Re: [PATCH V3 1/6] x86_64: move cpu_current_top_of_stack out of TSS

From: Borislav Petkov
Date: Thu Feb 04 2021 - 11:48:18 EST


> Subject: Re: [PATCH V3 1/6] x86_64: move cpu_current_top_of_stack out of TSS

The tip tree preferred format for patch subject prefixes is
'subsys/component:', e.g. 'x86/apic:', 'x86/mm/fault:', 'sched/fair:',
'genirq/core:'. Please do not use file names or complete file paths as
prefix. 'git log path/to/file' should give you a reasonable hint in most
cases.

The condensed patch description in the subject line should start with a
uppercase letter and should be written in imperative tone.

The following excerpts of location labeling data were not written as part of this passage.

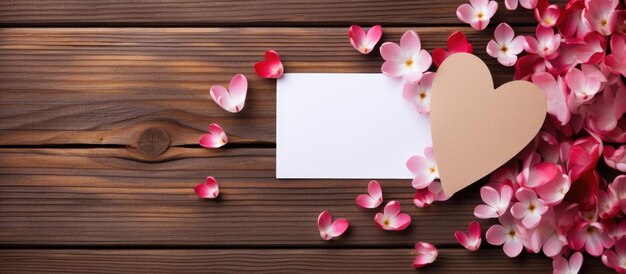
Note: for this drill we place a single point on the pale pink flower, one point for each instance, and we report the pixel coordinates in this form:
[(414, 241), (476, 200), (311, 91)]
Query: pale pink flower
[(426, 254), (374, 197), (507, 233), (545, 44), (419, 94), (555, 91), (391, 218), (215, 138), (529, 208), (506, 45), (591, 236), (426, 196), (527, 4), (496, 203), (616, 61), (617, 259), (470, 240), (615, 158), (563, 266), (424, 168), (233, 99), (547, 14), (407, 60), (208, 190), (477, 13), (362, 41), (330, 229), (601, 15)]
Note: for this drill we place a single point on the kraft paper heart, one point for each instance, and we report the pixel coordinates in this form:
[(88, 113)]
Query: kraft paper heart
[(476, 129)]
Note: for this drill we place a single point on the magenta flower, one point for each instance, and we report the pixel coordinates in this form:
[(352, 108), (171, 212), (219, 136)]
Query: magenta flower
[(362, 41), (407, 60)]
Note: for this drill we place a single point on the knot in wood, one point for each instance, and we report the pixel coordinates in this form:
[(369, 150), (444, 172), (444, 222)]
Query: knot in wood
[(153, 141)]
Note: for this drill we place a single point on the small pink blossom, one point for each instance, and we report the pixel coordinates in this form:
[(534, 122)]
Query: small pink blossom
[(374, 197), (496, 203), (470, 240), (330, 229), (615, 158), (362, 41), (407, 60), (477, 13), (233, 98), (507, 233), (208, 190), (457, 42), (424, 168), (419, 94), (506, 45), (563, 266), (426, 254), (215, 138), (391, 218), (601, 15), (529, 208), (545, 44)]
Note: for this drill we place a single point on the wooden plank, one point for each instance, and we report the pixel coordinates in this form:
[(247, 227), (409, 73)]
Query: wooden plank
[(238, 13), (117, 197), (107, 86), (274, 261)]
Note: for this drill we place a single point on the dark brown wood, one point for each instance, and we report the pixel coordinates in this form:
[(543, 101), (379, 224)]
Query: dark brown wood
[(109, 86), (239, 12), (120, 197), (274, 261)]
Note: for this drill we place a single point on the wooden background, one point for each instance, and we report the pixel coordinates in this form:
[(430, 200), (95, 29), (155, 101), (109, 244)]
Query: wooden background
[(101, 107)]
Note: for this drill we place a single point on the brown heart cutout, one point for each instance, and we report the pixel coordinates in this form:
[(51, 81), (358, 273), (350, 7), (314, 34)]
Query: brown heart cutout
[(476, 129)]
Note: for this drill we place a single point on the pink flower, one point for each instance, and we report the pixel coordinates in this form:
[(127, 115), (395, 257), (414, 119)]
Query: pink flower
[(583, 86), (615, 158), (419, 94), (506, 46), (527, 4), (506, 233), (529, 208), (426, 254), (545, 45), (208, 190), (272, 67), (616, 61), (471, 240), (478, 13), (407, 60), (375, 197), (601, 15), (547, 14), (330, 229), (457, 42), (496, 203), (426, 196), (617, 259), (233, 99), (555, 91), (424, 168), (391, 218), (591, 236), (563, 266), (364, 42), (215, 138)]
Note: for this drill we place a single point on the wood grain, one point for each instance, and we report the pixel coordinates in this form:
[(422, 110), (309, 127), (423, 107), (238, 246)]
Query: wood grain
[(274, 261), (107, 86), (117, 197), (238, 13)]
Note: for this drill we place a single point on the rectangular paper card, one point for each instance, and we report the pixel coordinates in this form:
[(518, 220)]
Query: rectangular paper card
[(346, 125)]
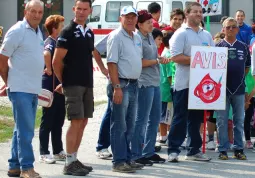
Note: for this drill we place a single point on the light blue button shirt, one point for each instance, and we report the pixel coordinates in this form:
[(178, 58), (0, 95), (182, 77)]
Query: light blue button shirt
[(24, 47)]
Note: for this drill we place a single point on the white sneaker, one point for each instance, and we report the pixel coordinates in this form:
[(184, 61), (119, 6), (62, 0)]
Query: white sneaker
[(211, 145), (47, 159), (103, 154), (61, 156), (173, 157), (198, 157)]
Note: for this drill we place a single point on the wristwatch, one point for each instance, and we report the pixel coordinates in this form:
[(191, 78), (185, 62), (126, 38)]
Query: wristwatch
[(116, 86)]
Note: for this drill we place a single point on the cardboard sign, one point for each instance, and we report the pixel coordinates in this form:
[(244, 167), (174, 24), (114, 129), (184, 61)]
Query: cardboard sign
[(211, 7), (208, 72)]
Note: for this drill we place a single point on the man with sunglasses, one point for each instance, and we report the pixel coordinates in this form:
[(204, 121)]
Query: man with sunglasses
[(239, 62)]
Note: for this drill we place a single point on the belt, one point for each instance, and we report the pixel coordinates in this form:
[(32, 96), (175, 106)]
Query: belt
[(129, 80)]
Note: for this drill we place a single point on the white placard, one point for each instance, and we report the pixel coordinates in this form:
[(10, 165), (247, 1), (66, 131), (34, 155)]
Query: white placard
[(211, 7), (208, 72)]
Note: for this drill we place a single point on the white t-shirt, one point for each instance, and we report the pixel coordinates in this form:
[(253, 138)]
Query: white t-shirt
[(24, 47)]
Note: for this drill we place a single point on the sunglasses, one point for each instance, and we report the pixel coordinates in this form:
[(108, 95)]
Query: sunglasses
[(231, 27)]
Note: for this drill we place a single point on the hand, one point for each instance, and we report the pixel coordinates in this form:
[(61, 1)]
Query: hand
[(48, 71), (117, 96), (59, 89), (105, 72), (246, 106), (3, 91), (163, 60)]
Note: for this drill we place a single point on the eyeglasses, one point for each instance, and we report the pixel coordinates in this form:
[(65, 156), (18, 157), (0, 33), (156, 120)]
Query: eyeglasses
[(231, 27)]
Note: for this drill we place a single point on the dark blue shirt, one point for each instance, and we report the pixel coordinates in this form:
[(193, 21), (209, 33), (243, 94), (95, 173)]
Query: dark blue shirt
[(47, 81), (238, 60), (244, 34)]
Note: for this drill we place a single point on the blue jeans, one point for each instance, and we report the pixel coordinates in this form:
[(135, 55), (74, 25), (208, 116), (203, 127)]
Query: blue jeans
[(147, 122), (237, 103), (24, 107), (104, 132), (183, 119), (123, 121)]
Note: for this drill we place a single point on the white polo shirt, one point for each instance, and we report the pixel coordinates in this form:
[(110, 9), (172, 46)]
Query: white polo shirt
[(24, 47)]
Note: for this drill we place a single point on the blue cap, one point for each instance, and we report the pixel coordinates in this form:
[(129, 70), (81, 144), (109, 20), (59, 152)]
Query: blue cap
[(127, 10)]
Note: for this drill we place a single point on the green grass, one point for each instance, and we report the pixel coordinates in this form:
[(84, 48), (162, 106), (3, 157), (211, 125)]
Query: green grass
[(7, 123)]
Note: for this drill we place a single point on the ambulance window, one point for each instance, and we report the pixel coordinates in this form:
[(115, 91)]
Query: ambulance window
[(113, 9), (187, 3), (177, 4), (144, 5), (96, 12)]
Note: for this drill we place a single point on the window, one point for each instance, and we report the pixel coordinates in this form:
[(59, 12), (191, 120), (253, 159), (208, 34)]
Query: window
[(141, 5), (225, 12), (177, 4), (113, 9), (96, 12)]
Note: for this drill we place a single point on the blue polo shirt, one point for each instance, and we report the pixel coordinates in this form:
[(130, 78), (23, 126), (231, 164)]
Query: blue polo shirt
[(47, 81), (238, 60), (244, 34)]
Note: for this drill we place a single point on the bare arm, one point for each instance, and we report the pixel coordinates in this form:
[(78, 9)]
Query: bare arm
[(181, 59), (57, 63), (99, 62), (47, 60), (4, 68)]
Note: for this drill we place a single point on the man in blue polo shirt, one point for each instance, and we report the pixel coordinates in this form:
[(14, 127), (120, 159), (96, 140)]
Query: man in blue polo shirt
[(21, 68), (245, 32), (239, 62)]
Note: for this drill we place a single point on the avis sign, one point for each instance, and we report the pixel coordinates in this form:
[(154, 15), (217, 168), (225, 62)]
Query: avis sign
[(211, 7), (208, 72)]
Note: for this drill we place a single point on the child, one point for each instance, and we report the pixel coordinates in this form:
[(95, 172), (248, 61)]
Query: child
[(165, 86)]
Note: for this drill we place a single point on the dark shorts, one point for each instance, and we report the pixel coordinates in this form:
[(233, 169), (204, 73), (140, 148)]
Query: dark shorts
[(79, 102)]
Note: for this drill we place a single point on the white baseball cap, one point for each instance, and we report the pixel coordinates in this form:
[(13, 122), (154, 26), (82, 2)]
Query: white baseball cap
[(127, 10)]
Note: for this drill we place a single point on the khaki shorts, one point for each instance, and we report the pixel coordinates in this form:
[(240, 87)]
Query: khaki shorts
[(79, 102)]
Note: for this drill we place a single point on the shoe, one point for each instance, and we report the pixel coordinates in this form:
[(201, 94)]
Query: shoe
[(60, 157), (156, 159), (198, 157), (210, 145), (239, 154), (103, 154), (14, 173), (135, 166), (248, 145), (124, 168), (47, 159), (144, 161), (157, 148), (223, 155), (231, 147), (173, 157), (30, 173), (163, 142), (89, 168), (75, 169)]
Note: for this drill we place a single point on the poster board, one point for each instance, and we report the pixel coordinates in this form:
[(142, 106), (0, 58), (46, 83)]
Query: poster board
[(211, 7), (208, 75)]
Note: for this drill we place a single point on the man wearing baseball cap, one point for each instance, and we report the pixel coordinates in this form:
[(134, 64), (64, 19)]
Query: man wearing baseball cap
[(124, 60)]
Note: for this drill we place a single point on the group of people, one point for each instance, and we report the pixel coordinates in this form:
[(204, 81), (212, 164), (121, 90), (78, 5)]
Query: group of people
[(148, 71)]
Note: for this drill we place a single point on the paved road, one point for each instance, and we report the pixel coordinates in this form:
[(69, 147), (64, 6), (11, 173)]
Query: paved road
[(102, 168)]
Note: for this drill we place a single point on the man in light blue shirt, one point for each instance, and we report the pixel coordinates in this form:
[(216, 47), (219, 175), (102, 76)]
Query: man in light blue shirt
[(180, 44), (21, 68), (124, 60)]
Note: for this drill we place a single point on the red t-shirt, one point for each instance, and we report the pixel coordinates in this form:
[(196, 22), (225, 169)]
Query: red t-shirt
[(155, 24), (162, 46)]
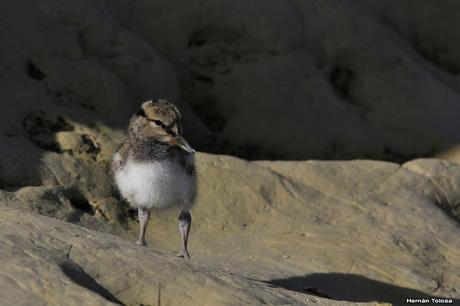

Fix all your subjects pls.

On Thu, Jan 28, 2021 at 12:32:17AM +0800, Lai Jiangshan wrote:
> From: Lai Jiangshan <laijs@xxxxxxxxxxxxxxxxx>
>
> When X86_BUG_CPU_MELTDOWN & KPTI,

Please write that out properly.

> cpu_current_top_of_stack lives in the
> TSS which is also in the user CR3 and it becomes a coveted fruit. An
> attacker can fetch the kernel stack top from it and continue next steps
> of actions based on the kernel stack.
>
> The address might not be very usefull for attacker,

You just said it is a "coveted fruit" and now it is not very useful?!
Which is it?

Also, use spellchecker pls.

> but it is not so
> necessary to be in TSS either. It is only accessed when CR3 is kernel CR3
> and gs_base is kernel gs_base

You mean when at CPL0?

> which means it can be in any percpu variable.
>
> The major reason it is in TSS might be performance because it is hot in

"might be"?

> cache and tlb since we just access sp2 as the scratch space in syscall.

"TLB"

You can use the comment text directly as it is more precise:

"entry_SYSCALL_64 uses it as scratch space to stash the user RSP value."

>
> So we can move it to a percpu variable near other hot percpu variables,

Who's "we" ?

Also, from Documentation/process/submitting-patches.rst:

"Describe your changes in imperative mood, e.g. "make xyzzy do frotz"
instead of "[This patch] makes xyzzy do frotz" or "[I] changed xyzzy
to do frotz", as if you are giving orders to the codebase to change
its behaviour."

> such as current_task, __preempt_count, and they are in the same
> cache line.
>
> tools/testing/selftests/seccomp/seccomp_benchmark desn't show any
> performance lost in "getpid native" result. And actually, the result
> changes from 93ns before patch to 92ns after patch when !KPTI, and the
> test is very stable although the test desn't show a higher degree of
> precision but enough to know it doesn't cause degression for the test.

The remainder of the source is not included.